Rz: Węgry mają wciąż problemy w relacjach z Unią Europejską i to na polach tak różnych, jak procedura nadmiernego deficytu czy krytyka rozwiązań prawnych przyjętych w konstytucji. Czy konflikt na linii Budapeszt – Bruksela uda się w najbliższej przyszłości przezwyciężyć?
János Martonyi:
Najmniejszym problemem jest akurat kwestia procedury nadmiernego deficytu, która dotyczy w tej chwili aż dwudziestu państw unijnych. Węgry są akurat w grupie pięciu państw, wobec których to postępowanie może zostać zakończone już 29 maja, tak więc na tym polu możemy spodziewać się poprawy.
Jeśli zaś chodzi o zarzuty dotyczące rzekomego naruszenia zasad prawnych w trzech obszarach, to aktualnie trwają intensywne prace i jestem przekonany, że wkrótce znajdziemy satysfakcjonujące rozwiązanie.

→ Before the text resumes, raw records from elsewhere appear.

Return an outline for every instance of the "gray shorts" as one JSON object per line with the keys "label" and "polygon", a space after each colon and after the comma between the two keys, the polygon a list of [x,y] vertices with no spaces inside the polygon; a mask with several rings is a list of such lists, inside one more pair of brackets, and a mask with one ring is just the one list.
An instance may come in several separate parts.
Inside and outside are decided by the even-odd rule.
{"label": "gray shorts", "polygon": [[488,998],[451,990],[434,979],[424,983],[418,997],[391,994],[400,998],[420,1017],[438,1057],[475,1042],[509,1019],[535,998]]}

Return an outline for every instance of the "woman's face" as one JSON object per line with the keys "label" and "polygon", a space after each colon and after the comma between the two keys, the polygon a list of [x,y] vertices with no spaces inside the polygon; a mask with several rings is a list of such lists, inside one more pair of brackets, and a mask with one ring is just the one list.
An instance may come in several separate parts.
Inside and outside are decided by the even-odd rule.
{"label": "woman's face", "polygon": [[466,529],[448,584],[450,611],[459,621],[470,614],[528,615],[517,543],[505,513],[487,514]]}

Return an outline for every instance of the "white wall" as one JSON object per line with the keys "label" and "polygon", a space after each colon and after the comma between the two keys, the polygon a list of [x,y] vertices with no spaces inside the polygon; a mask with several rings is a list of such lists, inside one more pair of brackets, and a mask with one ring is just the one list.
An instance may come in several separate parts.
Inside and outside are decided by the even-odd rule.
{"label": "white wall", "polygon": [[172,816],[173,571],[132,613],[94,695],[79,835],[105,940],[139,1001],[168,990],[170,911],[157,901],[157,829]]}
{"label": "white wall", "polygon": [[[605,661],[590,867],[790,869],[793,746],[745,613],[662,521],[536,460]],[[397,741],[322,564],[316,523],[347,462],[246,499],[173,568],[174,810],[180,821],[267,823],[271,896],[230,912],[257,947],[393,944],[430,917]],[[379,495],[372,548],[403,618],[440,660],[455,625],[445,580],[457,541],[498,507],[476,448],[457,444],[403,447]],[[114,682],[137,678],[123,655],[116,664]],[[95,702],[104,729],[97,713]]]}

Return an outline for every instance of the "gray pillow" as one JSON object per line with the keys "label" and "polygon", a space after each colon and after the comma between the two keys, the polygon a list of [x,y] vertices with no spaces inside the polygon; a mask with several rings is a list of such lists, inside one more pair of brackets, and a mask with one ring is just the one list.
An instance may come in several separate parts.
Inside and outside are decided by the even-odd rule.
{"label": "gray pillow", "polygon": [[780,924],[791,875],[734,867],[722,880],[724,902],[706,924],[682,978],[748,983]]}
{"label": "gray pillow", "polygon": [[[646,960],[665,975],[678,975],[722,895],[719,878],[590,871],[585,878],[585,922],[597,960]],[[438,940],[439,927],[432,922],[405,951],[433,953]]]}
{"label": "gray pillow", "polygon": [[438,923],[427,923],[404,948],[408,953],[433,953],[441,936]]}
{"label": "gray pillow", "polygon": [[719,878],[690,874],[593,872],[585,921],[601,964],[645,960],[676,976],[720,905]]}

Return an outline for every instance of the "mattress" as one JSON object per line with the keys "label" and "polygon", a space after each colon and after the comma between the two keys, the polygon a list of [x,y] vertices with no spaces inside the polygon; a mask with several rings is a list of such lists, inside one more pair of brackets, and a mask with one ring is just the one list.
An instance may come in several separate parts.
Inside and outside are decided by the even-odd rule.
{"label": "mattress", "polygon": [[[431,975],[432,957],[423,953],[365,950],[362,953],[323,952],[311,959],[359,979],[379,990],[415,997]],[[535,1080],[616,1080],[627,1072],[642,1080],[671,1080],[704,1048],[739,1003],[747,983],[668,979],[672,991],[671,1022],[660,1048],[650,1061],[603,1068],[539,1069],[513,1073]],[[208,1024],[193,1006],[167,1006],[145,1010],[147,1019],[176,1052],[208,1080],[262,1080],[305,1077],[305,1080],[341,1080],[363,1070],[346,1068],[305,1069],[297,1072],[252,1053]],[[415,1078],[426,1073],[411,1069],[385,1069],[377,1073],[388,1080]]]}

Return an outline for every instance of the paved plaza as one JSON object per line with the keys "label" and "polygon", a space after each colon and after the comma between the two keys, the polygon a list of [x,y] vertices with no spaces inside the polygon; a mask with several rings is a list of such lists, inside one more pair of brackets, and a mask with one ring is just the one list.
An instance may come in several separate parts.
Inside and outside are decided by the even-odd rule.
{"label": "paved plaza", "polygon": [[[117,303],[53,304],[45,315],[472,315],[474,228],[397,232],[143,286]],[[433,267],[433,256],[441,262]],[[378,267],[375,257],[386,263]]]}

Niestety w tle krytyki Węgier stoją nierzadko motywacje polityczno-ideologiczne, a niesprawiedliwe zarzuty padają z ust prominentnych polityków europejskich. Jeśli wierzyć relacjom medialnym, to nawet przewodniczący Parlamentu Europejskiego pozwolił sobie na stwierdzenie, że Węgry zamierzają jakoby spisywać członków mniejszości żydowskiej. Takie oświadczenia z pewnością nie przyczyniają się do pogłębienia idei jedności europejskiej.